The U.S. women’s water polo team was an overwhelming favorite to win the gold, yet the journey to the 14-5 title-game victory over Spain – Johnson, a goalkeeper, saved 11 of 15 shots – was anything but easy. In March 2020, the team took a break from training as COVID-19 emerged, and the break turned into months of isolation, doubt and worry. Johnson and her peers were devastated when the Olympics, originally scheduled for that summer, were canceled because of the pandemic.

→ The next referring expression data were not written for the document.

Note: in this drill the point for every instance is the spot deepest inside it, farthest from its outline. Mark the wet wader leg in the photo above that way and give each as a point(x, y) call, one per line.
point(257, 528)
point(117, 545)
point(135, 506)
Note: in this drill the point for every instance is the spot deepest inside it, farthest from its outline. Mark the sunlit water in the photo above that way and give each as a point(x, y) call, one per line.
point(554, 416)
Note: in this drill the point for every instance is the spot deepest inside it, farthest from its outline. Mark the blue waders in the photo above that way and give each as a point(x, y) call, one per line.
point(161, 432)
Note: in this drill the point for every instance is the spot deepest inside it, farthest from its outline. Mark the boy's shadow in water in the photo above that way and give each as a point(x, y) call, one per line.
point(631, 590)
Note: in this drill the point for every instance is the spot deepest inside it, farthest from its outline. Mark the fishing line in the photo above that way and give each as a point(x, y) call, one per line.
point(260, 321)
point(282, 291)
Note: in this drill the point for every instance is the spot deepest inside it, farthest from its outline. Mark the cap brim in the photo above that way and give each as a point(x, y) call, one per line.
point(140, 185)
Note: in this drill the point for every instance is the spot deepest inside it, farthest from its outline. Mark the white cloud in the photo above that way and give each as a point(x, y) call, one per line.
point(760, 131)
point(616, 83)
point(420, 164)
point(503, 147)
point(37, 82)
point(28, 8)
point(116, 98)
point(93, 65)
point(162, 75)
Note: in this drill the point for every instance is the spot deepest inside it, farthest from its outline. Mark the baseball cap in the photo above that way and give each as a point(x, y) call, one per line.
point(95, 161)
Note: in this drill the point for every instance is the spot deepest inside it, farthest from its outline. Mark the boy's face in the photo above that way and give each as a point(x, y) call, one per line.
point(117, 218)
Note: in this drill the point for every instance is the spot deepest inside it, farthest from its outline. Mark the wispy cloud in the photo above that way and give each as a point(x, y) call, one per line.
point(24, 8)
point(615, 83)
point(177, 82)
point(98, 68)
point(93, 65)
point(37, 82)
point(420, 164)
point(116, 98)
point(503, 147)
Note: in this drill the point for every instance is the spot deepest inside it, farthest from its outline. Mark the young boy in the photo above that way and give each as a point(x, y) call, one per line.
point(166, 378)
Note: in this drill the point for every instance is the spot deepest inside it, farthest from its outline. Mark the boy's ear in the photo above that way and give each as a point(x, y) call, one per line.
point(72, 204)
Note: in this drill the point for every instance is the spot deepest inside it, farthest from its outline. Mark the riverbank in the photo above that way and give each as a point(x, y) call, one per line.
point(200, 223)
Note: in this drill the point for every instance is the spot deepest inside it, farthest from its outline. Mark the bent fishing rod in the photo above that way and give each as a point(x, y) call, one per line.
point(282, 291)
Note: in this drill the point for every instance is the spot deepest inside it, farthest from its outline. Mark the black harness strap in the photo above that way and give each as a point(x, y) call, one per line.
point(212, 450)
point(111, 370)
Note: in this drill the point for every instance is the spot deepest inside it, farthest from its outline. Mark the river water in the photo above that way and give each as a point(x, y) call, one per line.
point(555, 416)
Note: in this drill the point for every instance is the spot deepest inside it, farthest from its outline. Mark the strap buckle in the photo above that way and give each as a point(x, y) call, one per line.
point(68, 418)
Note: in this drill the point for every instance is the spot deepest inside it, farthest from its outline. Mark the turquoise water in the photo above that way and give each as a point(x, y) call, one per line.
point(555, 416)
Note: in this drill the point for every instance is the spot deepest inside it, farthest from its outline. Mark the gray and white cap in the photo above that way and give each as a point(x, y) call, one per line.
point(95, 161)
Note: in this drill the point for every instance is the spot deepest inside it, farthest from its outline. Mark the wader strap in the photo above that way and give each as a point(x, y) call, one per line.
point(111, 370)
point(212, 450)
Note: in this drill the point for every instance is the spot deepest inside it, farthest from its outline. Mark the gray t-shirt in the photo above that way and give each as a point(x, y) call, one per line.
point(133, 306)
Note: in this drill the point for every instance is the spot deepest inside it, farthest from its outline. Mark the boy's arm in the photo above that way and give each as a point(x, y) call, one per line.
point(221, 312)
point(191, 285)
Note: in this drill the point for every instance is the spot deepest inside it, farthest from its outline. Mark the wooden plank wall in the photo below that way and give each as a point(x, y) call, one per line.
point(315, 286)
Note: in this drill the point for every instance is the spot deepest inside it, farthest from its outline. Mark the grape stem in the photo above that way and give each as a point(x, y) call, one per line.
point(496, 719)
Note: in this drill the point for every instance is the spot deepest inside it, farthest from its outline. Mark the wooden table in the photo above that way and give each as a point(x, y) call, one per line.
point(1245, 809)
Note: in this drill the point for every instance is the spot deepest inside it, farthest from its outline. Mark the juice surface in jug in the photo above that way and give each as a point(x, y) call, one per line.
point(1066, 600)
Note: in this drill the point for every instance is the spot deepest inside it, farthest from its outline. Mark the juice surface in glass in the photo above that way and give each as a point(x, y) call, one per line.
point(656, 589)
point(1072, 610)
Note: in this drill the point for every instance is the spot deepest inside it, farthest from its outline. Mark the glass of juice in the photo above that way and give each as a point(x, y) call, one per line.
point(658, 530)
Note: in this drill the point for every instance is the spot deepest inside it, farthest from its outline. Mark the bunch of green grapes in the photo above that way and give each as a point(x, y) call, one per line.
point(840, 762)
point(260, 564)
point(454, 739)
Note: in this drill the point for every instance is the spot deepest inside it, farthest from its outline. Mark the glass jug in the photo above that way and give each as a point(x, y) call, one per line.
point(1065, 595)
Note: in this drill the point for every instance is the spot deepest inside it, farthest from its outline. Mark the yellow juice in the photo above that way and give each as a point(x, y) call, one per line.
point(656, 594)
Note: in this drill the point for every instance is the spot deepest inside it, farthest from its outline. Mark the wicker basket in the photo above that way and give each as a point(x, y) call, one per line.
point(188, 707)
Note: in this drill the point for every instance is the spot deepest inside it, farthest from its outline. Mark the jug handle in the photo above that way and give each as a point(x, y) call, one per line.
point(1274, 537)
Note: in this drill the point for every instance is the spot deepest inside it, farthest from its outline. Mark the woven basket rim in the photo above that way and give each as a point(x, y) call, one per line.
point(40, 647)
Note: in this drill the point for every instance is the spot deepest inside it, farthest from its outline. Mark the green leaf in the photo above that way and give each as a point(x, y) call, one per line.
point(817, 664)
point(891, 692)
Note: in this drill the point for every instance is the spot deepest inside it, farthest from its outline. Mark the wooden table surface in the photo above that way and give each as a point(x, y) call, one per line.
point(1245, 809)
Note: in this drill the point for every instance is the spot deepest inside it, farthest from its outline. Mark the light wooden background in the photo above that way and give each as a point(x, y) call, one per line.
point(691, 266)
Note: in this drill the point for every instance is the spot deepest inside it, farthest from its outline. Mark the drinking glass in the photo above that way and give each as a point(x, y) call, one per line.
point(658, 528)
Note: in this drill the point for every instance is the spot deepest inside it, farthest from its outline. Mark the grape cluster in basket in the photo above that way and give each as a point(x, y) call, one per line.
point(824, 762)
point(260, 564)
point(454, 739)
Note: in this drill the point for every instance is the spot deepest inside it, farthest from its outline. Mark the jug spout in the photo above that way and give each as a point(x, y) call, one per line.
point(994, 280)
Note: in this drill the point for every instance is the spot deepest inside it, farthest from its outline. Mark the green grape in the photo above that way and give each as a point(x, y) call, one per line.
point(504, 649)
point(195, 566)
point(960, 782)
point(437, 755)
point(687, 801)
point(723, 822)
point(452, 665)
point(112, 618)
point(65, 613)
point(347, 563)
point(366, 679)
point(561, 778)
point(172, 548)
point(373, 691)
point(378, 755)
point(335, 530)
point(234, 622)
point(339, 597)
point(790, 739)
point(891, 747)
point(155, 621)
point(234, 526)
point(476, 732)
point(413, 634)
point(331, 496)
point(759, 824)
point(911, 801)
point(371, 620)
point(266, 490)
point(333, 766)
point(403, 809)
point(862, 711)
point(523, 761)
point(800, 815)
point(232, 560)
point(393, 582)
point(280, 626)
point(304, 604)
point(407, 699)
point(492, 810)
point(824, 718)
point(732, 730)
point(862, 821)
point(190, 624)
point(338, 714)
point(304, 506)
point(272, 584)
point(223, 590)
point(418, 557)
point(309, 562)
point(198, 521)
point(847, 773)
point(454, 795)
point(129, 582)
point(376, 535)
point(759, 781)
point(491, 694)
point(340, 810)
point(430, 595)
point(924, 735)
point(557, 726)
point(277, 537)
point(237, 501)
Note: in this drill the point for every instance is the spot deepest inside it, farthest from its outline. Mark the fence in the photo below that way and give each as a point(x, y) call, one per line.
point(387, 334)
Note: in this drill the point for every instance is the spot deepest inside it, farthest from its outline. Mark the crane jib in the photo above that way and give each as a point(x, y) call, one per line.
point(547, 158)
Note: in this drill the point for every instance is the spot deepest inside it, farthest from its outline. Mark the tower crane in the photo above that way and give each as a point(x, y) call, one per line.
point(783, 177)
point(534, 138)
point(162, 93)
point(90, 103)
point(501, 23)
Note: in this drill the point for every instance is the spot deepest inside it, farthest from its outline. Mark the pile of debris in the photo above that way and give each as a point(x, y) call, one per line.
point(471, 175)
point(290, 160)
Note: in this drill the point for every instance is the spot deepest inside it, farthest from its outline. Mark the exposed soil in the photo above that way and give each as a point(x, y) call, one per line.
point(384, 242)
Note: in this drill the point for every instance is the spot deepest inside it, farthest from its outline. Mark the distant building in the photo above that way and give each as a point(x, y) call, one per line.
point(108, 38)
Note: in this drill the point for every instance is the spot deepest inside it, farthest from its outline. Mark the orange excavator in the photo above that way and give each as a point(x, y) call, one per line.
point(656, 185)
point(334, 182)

Johnson remained in California, enduring solo workouts in her apartment and little pool time. The team didn’t resume training together until November 2020 and, even then, practices took place with no contact and in small groups. Yet, somehow, Johnson felt enormous gratitude that fueled her through the uncertain winter.
“I got a little shift in perspective,” she said. “I was choosing to be here. It’s such a cool opportunity that I get to work hard in this environment, among all of these high-achieving women, and to have the structure of a team, and support of a team.”
The closeness of the women’s team helped during the Olympics, which took place in empty arenas because of the ban on spectators. The water polo Olympians shared emails and videos from family and friends. And they supported one another.
“We just thought: ‘We’ve been each other’s biggest fans, and biggest support for so long, this is just another tournament to do that, and our support is going to be even greater,’” Johnson said.
Johnson held video calls with her family throughout the Games; maintained “a constant text conversation” with her sister Chelsea Johnson ’14; and felt love from the entire Miami and Ransom Everglades communities. After her stay in New York, she planned to enjoy some time with her mother and siblings in Miami before heading to Greece to play water polo professionally.
“Every Olympic experience is different … but this one was really different,” she said. “As much as it’s been overwhelming, it’s just so rewarding to see all of this come to fruition.”